Jack combed out my hair roughly with his fingers. “See? Didn’t I promise?”
They spun me around so I could see myself in the mirror, and the fireflies swarmed around the edges of my eyes and I thought I might faint and the first thing I thought when I saw my reflection was: Gemma. I tried to hide my excitement, but I laughed, lightly, in spite of myself. When I saw my teeth, gray and even and utterly pedestrian, I closed my mouth quickly, not wanting to ruin the effect. Gemma, my heartbeat seemed to thud, Gemma.
“Do you like it?” asked Jack.
I nodded vigorously, smiling a closed-lip smile. “Very much so.”
I had to resist the urge to run to the bathroom and study my face in private, as if I couldn’t fully possess it until I was alone. My skin was luminous, my mouth looked just kissed. Jack had been right: the waves had mellowed into a soft, golden cascade as natural-looking as Gemma’s signature curls. My eyebrows had been lightened like hers, too, using skin-colored pressed powder, so that they nearly vanished into my forehead. Without them, my eyes had that childish, naked look that made Gemma so penetrative in photos. Sylvie had lined my eyes in soft brown, not black, and painted a hint of blush on my cheeks. It all looked so natural, and yet so utterly unlike me. I found that when I mo
ved my head quickly, the effect was even stronger, like it really was Gemma in the mirror. That made me feel powerful and unstable at the same time, like I was up somewhere really high and looking down.

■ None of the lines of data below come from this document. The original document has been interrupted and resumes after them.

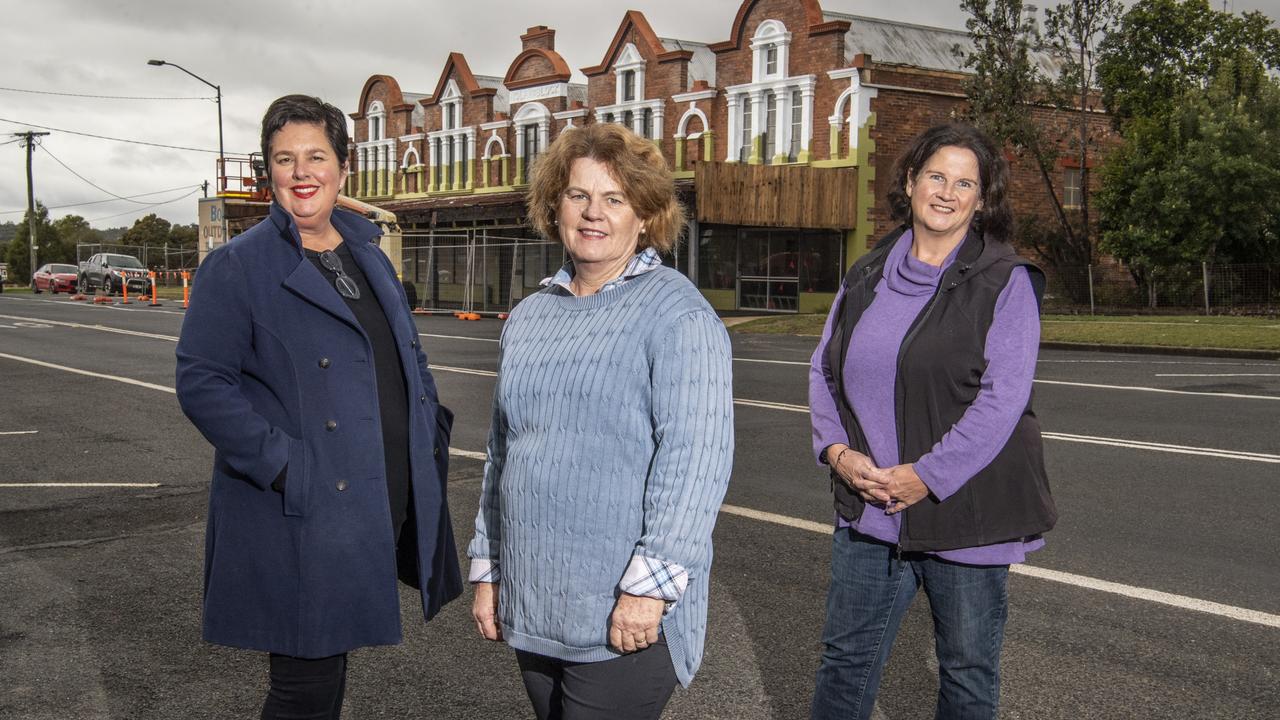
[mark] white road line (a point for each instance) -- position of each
(1150, 595)
(1068, 578)
(771, 361)
(785, 406)
(78, 372)
(1139, 388)
(1217, 374)
(1052, 575)
(1091, 440)
(768, 405)
(821, 528)
(1162, 323)
(464, 370)
(103, 328)
(80, 484)
(458, 337)
(1166, 447)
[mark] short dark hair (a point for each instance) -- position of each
(995, 218)
(634, 162)
(309, 110)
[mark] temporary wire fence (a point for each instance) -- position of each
(1208, 288)
(167, 261)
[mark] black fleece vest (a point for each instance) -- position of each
(940, 369)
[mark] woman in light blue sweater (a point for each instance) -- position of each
(611, 445)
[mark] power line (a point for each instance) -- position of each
(86, 180)
(113, 139)
(108, 200)
(95, 96)
(138, 209)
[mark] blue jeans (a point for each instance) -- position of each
(871, 591)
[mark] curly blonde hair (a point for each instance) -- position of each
(634, 162)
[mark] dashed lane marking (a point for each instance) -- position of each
(1139, 388)
(1184, 602)
(460, 337)
(100, 328)
(88, 373)
(1041, 573)
(785, 406)
(80, 484)
(1217, 374)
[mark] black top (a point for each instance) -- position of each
(392, 399)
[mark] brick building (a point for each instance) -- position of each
(781, 139)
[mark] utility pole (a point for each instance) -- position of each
(30, 141)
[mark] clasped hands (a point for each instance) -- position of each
(896, 488)
(632, 625)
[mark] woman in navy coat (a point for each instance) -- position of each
(301, 364)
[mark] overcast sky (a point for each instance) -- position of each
(260, 50)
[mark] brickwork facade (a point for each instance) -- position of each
(790, 85)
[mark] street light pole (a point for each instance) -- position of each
(218, 90)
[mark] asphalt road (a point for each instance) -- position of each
(1157, 595)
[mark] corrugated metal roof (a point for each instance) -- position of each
(906, 44)
(702, 65)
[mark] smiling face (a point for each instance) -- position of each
(597, 223)
(945, 194)
(306, 174)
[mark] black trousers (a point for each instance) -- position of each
(630, 687)
(306, 689)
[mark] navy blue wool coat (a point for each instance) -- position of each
(275, 372)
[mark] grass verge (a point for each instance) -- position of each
(1207, 332)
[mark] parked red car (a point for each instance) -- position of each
(55, 278)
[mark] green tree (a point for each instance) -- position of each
(49, 246)
(184, 237)
(1005, 89)
(150, 231)
(1200, 180)
(1074, 32)
(1165, 48)
(74, 231)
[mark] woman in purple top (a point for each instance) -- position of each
(920, 401)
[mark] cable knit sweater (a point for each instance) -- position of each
(612, 437)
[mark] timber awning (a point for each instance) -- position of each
(780, 196)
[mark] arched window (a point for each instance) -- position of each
(771, 50)
(376, 121)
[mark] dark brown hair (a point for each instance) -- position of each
(634, 162)
(309, 110)
(995, 218)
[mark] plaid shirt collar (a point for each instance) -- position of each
(644, 261)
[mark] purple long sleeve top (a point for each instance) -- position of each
(871, 374)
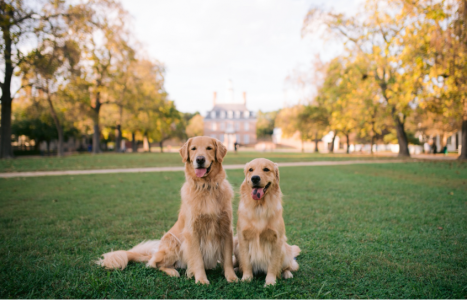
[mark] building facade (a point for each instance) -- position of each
(231, 122)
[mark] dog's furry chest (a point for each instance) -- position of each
(211, 231)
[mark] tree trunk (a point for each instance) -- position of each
(57, 125)
(463, 155)
(348, 143)
(332, 143)
(372, 142)
(134, 144)
(96, 137)
(118, 139)
(316, 143)
(401, 136)
(5, 142)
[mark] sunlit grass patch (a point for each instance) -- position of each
(366, 231)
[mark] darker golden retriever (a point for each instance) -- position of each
(203, 233)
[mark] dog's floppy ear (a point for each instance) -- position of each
(221, 151)
(245, 169)
(184, 151)
(276, 172)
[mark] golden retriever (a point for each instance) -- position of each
(203, 233)
(260, 244)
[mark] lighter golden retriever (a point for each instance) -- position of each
(260, 244)
(203, 233)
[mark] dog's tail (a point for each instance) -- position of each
(295, 251)
(120, 259)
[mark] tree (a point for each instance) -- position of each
(45, 67)
(317, 119)
(18, 23)
(195, 126)
(32, 119)
(105, 42)
(442, 57)
(292, 120)
(378, 36)
(265, 123)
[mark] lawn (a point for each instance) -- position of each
(135, 160)
(387, 231)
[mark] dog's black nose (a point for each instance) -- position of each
(200, 160)
(255, 179)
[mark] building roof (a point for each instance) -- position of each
(230, 106)
(230, 111)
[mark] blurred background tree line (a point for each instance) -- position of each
(82, 74)
(401, 77)
(403, 71)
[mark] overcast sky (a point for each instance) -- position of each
(255, 43)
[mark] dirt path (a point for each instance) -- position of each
(175, 169)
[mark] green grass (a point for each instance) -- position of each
(130, 160)
(387, 231)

“Gemma,” I whispered, though it seemed to come out louder than I’d intended.
Jack, still beaming at me in the mirror, called over his shoulder: “Andy, she’s ready!”
I thought Sylvie looked uncomfortable then, and I couldn’t understand why.

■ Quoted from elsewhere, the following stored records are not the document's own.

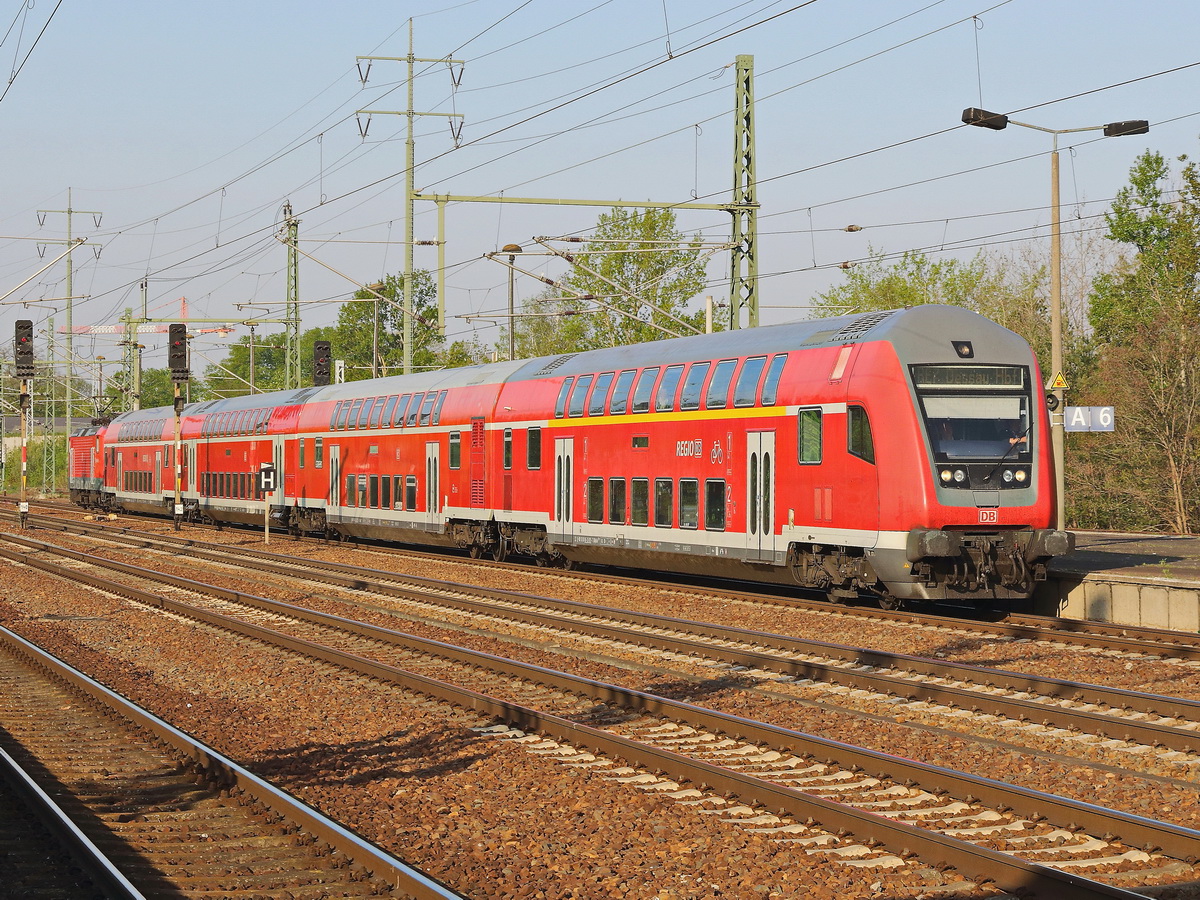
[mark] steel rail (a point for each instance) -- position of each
(1048, 714)
(1007, 871)
(90, 858)
(221, 769)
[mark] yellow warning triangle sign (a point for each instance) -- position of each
(1057, 383)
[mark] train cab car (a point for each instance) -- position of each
(85, 466)
(903, 454)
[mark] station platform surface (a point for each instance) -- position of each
(1156, 557)
(1151, 580)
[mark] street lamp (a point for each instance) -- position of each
(983, 119)
(511, 250)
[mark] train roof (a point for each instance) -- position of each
(923, 333)
(917, 333)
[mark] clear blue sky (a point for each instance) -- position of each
(190, 125)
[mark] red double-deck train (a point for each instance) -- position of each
(904, 454)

“You did such a good job,” I said, trying to put her at ease.
She thanked me but she looked embarrassed. Then she said she had to go outside to call her daughter.

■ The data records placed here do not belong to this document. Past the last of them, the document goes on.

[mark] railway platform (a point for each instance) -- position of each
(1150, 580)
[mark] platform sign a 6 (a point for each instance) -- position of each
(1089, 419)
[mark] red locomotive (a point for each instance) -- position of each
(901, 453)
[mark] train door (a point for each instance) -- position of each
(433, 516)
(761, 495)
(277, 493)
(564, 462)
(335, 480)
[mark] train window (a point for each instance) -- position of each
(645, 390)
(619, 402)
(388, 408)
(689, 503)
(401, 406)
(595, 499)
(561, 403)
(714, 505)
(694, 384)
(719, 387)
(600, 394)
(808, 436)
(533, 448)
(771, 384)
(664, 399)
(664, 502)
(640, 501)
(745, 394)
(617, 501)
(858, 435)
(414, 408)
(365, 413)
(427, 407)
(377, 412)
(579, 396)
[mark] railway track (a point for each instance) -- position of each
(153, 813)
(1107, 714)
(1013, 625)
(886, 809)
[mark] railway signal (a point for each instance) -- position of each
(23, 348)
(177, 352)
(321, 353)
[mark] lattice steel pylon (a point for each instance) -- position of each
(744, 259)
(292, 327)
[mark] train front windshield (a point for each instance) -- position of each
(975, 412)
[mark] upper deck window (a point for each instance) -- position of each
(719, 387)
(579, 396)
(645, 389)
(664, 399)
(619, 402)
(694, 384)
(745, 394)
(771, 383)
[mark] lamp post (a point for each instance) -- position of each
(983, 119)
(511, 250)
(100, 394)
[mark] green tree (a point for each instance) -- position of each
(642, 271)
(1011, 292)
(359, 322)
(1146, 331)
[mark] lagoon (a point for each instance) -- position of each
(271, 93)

Andy undressed me quickly and efficiently. When I was naked he slid a bag over my head. He began dressing me again. The bag was there to protect the clothes from the makeup painted on my face. It was loose and easy to breathe under, but still I sucked in air greedily, feeling giddy. It’s really happening, I thought. Benoit is really going to shoot me. I tried to picture what it would be like, what I might be like on set, but I could only see a blond woman with an indistinct face, and arms and legs that looked a little like mine.
At some point, without me realizing, Andy had floated away.
“Can I take this off now?” I asked, to no one in particular, touching the top of my bag. There was no answer so I just stood there, swaying, listening to my heart beat. I was smiling under that bag, like an idiot. Just so happy to be there.
Eventually I felt Andy come back to me. He laughed.
“Oh, sweetie, you can take that off now.”
He lifted the bag slowly and carefully from my head so it didn’t mess up my hair. I was wearing full-bottom silk panties in pale lavender (ERES), and a thin white wifebeater that scooped low towards my breasts (James Perse). Andy had me brace myself against his back while he helped me into a pair of white socks, which he folded down around my ankles. I’d forgotten about this: how people stopped expecting you to complete basic tasks like putting socks on by yourself once you entered set as a model. I pretended I was a queen, being dressed by her servants.